そのすきに藤四郎が一枚だけ失敬して、どっかへ隠してしもうたんです。
お春はひどく驚きました。
そりゃそうでしょう。大事な家宝の皿を一枚無(の)うしたもんですきにね。
これを聞いた主人の渋谷権右衛門も、それこそ烈火のような怒りかたでした。
夜昼ついでお春をセッカンし、むごいことにとうとう責め殺してしまいました。
さあ、それからです。毎晩、あやしいことが起りだしたのは。
例(れい)の草木もねむる丑満(うしみつ)刻(どき)。どこからとも無う、若い女の、一枚、二枚、三枚・・・と皿を数える声が聞こえてくる。

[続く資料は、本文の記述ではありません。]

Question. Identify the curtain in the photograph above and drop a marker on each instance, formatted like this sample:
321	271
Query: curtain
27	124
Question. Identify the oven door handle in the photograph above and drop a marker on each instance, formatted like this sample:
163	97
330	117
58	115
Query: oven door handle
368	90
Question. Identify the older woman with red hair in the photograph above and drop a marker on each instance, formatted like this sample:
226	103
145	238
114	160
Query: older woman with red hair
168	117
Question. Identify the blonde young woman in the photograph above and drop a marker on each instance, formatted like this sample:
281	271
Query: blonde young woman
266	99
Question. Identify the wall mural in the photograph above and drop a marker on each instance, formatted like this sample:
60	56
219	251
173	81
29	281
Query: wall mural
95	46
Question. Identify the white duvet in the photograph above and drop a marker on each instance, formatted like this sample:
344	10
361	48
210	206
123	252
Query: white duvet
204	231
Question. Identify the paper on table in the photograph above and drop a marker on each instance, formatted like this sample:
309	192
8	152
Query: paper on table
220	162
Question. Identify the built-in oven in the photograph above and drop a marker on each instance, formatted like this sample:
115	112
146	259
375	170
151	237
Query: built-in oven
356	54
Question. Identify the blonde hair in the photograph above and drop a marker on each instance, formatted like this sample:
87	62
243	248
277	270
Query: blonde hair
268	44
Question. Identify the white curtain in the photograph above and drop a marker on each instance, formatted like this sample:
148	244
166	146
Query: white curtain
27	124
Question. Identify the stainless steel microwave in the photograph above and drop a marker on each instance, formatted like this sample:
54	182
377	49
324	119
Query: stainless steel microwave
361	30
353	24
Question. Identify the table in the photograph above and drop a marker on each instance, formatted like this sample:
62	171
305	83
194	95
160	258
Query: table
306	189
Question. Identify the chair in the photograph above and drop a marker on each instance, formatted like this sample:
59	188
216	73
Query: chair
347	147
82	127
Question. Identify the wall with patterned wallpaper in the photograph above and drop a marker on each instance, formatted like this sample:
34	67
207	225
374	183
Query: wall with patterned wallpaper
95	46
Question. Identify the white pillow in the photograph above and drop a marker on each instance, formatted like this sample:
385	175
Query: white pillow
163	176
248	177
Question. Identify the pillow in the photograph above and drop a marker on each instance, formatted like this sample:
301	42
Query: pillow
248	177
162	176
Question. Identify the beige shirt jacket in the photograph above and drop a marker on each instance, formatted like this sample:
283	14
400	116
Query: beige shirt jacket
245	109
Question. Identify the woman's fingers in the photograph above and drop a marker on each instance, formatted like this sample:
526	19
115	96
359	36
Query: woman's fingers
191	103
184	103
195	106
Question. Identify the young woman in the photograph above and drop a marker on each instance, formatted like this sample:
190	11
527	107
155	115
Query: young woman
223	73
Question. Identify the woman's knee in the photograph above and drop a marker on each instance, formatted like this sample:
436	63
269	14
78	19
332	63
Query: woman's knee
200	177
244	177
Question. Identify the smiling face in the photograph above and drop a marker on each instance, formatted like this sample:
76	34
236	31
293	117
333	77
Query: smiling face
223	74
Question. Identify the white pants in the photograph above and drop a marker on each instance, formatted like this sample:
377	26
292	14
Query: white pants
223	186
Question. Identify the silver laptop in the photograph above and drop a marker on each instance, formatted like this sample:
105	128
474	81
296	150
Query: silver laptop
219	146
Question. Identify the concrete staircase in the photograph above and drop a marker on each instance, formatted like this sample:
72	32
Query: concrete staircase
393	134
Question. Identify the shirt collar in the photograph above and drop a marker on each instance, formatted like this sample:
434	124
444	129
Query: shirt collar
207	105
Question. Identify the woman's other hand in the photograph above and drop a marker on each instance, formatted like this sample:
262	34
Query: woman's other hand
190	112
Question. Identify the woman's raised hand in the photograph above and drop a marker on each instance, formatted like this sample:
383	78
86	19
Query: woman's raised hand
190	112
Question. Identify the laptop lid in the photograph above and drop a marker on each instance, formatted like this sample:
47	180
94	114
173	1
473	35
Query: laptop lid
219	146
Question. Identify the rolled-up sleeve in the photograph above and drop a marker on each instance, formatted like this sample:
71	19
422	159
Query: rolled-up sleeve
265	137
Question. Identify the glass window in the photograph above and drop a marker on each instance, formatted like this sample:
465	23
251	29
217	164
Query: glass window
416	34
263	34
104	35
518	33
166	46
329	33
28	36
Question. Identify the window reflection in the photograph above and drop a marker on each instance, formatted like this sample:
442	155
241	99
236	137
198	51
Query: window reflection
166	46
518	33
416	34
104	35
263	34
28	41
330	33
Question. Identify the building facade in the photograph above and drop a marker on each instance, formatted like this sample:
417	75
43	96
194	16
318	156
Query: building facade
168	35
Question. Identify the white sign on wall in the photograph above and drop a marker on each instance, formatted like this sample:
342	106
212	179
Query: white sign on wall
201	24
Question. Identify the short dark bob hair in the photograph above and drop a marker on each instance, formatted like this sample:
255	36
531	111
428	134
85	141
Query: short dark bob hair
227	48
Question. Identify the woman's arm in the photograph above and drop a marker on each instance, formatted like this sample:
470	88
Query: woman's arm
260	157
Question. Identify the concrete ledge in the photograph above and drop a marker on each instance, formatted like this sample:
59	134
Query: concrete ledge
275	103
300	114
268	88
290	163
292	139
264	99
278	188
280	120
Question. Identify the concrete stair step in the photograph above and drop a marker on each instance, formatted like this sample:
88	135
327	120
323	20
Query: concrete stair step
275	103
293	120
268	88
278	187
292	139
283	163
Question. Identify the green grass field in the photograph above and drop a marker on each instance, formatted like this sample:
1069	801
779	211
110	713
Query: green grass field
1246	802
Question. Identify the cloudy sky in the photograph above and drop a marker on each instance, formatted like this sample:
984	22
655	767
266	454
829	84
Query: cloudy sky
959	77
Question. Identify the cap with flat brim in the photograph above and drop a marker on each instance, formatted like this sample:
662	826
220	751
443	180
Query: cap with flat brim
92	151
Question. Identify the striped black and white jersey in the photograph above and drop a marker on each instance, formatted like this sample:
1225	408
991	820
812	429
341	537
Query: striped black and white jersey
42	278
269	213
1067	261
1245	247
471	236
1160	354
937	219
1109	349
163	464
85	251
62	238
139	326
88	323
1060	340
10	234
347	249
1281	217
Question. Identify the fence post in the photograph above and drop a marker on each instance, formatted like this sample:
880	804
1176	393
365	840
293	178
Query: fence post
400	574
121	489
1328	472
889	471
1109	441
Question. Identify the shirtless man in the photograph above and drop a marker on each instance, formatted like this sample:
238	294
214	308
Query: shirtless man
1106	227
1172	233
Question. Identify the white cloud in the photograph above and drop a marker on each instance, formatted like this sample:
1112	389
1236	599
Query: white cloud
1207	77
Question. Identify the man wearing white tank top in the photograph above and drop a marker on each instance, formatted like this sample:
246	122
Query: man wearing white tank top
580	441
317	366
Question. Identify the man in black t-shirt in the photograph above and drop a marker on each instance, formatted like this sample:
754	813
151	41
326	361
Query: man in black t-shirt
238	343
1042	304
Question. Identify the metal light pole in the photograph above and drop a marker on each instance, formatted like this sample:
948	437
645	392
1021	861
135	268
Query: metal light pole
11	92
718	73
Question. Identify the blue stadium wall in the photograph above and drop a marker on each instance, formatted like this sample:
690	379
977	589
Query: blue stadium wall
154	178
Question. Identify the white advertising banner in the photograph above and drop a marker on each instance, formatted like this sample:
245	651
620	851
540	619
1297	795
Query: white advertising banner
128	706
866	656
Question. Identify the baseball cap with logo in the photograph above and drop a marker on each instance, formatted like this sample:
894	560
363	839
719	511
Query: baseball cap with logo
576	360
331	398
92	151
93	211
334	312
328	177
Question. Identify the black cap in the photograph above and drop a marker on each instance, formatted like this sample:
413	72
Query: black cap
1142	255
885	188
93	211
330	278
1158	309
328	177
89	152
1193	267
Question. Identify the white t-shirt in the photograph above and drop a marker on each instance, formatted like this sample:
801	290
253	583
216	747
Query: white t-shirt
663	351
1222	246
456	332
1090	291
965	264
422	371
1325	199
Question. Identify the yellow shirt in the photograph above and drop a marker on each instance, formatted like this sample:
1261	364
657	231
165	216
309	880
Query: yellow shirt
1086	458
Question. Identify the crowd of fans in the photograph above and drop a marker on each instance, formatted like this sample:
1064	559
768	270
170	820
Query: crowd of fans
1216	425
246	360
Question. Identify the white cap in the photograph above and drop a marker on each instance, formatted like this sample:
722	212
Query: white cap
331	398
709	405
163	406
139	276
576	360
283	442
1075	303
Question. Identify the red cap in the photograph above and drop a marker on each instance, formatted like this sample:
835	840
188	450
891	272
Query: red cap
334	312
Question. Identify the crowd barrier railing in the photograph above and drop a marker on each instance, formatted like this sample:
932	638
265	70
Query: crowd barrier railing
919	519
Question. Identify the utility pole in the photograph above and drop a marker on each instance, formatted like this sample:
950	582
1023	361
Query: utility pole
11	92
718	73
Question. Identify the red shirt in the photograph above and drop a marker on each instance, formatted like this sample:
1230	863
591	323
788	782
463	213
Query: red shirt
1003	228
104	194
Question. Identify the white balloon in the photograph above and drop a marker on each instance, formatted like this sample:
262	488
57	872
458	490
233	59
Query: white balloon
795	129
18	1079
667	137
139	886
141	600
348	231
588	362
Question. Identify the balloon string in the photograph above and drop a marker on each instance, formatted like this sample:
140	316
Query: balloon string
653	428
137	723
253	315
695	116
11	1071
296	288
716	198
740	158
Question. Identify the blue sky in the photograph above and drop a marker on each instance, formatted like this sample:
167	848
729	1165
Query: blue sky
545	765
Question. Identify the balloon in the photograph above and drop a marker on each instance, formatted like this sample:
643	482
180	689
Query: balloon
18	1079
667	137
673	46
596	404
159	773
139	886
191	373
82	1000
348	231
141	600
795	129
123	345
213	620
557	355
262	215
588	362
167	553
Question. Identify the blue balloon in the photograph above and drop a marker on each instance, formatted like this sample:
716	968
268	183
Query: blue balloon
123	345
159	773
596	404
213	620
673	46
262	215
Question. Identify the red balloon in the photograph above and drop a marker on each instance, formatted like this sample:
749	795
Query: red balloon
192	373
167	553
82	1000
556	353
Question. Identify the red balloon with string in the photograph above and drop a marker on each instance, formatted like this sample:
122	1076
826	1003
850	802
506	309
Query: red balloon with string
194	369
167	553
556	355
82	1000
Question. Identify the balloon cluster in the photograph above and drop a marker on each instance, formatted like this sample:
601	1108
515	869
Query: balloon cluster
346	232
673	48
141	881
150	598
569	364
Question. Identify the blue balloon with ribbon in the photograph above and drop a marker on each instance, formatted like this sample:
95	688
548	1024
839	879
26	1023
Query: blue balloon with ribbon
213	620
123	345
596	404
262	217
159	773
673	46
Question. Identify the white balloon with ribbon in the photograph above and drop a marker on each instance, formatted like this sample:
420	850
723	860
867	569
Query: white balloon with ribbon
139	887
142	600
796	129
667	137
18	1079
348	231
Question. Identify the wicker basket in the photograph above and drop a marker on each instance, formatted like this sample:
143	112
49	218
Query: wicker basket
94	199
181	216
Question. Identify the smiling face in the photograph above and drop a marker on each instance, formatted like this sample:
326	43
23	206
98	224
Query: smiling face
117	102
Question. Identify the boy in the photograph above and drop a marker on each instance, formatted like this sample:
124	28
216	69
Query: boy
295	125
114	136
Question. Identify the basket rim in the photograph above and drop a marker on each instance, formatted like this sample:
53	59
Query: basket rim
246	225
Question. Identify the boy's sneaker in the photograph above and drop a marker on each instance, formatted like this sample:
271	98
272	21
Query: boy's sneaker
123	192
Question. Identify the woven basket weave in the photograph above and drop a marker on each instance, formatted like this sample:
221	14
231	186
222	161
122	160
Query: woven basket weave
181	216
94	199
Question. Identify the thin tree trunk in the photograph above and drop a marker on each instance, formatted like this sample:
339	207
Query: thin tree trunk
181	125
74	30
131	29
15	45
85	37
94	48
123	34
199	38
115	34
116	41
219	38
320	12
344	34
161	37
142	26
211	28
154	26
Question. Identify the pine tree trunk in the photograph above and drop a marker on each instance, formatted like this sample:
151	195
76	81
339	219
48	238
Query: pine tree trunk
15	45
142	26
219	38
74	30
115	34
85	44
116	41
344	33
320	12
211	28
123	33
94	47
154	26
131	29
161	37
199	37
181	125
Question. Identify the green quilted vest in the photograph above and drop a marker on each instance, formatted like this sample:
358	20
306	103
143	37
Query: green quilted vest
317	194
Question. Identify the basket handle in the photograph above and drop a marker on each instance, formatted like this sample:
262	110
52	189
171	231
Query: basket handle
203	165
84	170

そうしておしまいには、一枚足りない皿を哀しんで、しぼり出すような泣き声になる。その声はまるで総身に冷水をあびせかけられるような、恐ろしさじゃったといいます。
ところで、その時刻になると、藤四郎は高い熱を出して、呻(うめ)き苦しみ、気ちがいのように転(ころ)び廻ったそうです。
そうして、とうとうお春の殺された場所で、もだえ死にしよりました。そこでは、お春の血染めの足型が、毎朝なんぼふいても板縁(いたえん)についちょるそうです。
とうとう権右衛門もおそろしうなって、屋敷の西の方に祠(ほこら)を建ててお春の霊をまつりました。
これが今に残る「春喜(はるき)さま」です。
むかしまっこう、猿まっこう。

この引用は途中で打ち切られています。